You do not need them. You never have.
The thought was not his own. Or was it?
Cael’s mind sharpened like a honed blade. Hadn’t he always known this truth? He had walked alone for most of his life. Even among allies, he had relied on no one but himself. It was his skill, his speed, his instinct that had kept him alive.
His free hand flexed, a restless energy coiling through his muscles. What was he waiting for? If he turned his efforts fully to the Colossus, he could strike at it again, destroy it piece by piece. What need was there to waste time rousing the others when they would only serve as distractions, liabilities?
They will fail you. Just as they always have.
f A pressure curled at the back of his skull, a sensation that was neither pain nor thought but something in between, an oppressive weight pressing inward. It was subtle, like fingers ghosting along his spine, or a hand resting lightly on his shoulder, its presence felt but unseen. A whisper without words, a suggestion without voice, nudging him toward the only logical choice.
His vision blurred at the edges. The battlefield, once chaotic and overwhelming, faded into insignificance. He saw only the dagger, gripped tightly in his fingers, and the monstrous form of the Charnel Colossus looming before him. His thoughts funneled into a single, narrow channel, a singular, brutal path forward. The voices of his allies—urgent, desperate—became distant echoes, barely registering in his mind. His pulse thrummed in time with the blade’s silent hum, an almost soothing rhythm, steady and inevitable.

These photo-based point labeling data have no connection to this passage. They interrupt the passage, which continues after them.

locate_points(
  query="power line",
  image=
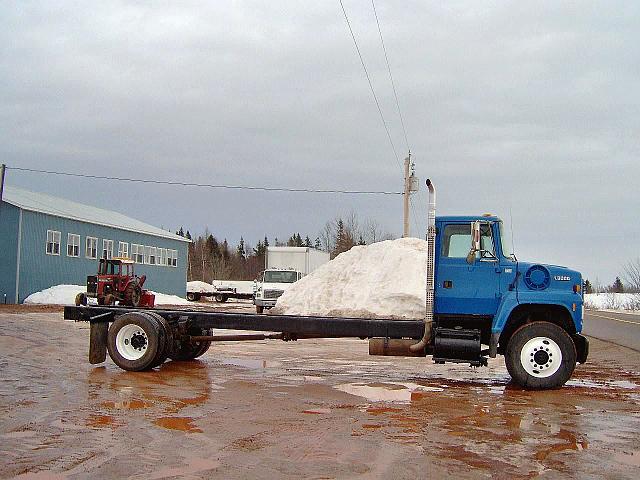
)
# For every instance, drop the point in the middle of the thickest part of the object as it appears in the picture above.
(375, 98)
(393, 85)
(205, 185)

Then, piercing through the suffocating haze, came a voice that did not belong to the whispers.
“Cael!”
The single word struck like a hammer against glass, shattering the silence in his mind. He turned sharply, instinct tightening his muscles, expecting an attack—but instead of an enemy, he found Jack standing before him. The man’s stance was solid despite his exhaustion, his golden eyes sharp and unyielding, fixed firmly on Cael. Pain and fatigue lined his face, but his voice held no trace of weakness. Only certainty.
“We need to move. Now.”
Cael’s grip on the dagger went rigid. The pressure in his skull wavered, then cracked, as though a taut wire had finally snapped. A sickly sort of weight—the kind he hadn’t realized he was carrying—receded, slinking back into the recesses of his consciousness like a retreating tide. The world around him, previously drowned in shadow and static, rushed back into clarity.

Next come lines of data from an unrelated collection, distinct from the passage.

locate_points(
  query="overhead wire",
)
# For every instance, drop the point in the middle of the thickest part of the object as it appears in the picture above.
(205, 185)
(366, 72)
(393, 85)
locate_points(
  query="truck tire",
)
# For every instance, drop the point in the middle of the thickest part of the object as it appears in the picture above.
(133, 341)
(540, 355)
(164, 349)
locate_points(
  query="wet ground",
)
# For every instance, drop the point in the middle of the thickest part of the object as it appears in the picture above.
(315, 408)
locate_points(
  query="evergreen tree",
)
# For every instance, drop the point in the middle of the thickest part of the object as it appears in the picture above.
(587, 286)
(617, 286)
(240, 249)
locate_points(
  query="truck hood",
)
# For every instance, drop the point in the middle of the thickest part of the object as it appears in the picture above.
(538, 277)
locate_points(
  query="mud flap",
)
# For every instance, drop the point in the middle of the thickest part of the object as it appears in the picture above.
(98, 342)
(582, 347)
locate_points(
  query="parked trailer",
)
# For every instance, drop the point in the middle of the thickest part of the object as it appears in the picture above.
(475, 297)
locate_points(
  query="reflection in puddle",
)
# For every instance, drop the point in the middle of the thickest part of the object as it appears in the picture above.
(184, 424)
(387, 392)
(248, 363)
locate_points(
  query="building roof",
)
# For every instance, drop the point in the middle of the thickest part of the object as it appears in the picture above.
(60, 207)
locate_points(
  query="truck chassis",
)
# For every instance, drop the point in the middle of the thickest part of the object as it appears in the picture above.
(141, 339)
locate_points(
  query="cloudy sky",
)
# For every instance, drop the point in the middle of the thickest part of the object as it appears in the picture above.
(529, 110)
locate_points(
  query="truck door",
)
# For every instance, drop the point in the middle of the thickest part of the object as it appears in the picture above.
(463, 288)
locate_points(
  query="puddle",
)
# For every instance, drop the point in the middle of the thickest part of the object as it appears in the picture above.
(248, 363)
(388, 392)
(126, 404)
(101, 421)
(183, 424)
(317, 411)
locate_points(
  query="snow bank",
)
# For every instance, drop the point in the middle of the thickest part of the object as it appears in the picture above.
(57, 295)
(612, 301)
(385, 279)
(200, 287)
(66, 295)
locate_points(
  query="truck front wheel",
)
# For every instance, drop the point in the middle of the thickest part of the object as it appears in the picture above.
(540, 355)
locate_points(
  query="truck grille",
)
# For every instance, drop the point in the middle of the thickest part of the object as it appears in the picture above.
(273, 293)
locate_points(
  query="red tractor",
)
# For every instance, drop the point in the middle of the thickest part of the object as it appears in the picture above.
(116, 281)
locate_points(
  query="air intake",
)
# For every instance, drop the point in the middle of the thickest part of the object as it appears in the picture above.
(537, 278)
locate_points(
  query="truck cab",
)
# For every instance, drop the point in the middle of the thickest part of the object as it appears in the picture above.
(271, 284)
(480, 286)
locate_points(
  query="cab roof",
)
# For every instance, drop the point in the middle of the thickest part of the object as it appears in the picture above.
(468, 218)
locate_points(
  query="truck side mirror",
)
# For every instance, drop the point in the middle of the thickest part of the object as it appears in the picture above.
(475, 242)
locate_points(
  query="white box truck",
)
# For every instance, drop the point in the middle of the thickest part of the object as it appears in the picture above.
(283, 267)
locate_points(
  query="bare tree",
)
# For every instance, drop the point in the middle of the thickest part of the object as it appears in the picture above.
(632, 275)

He blinked. The battlefield returned in full. The broken ground beneath his boots, the scent of blood and rot in the air, the labored breathing of his comrades—it all came back in a flood of sensation. His fingers flexed against the hilt of the dagger. The whispers were gone.
Jack didn’t wait for confirmation. He turned, reaching down to drag Lyla to her feet. Cael watched for half a heartbeat, the lingering unease curling in his stomach like a restless snake. Something had taken hold of him in those moments—something dark, something hungry. The memory of it clung to him, a phantom sensation of temptation. But there was no time to dwell.
The Charnel Colossus stirred. Its many mouths opened in unison, releasing a guttural, churning chorus of stolen voices, words twisted into incomprehensible horrors. The pressure in the air thickened, the ground vibrating beneath their feet as the monstrosity prepared its next strike. There was no more time.
Cael moved.
He sprinted toward Monsoon, who remained slumped against a jagged outcropping of stone. Blood smeared the side of his lupine muzzle, his breathing ragged but steady. His eyes, usually so keen, were dulled, lost in the same mental fog that had consumed the others. Cael reached down, seizing him by the leg and yanking him upward with practiced ease.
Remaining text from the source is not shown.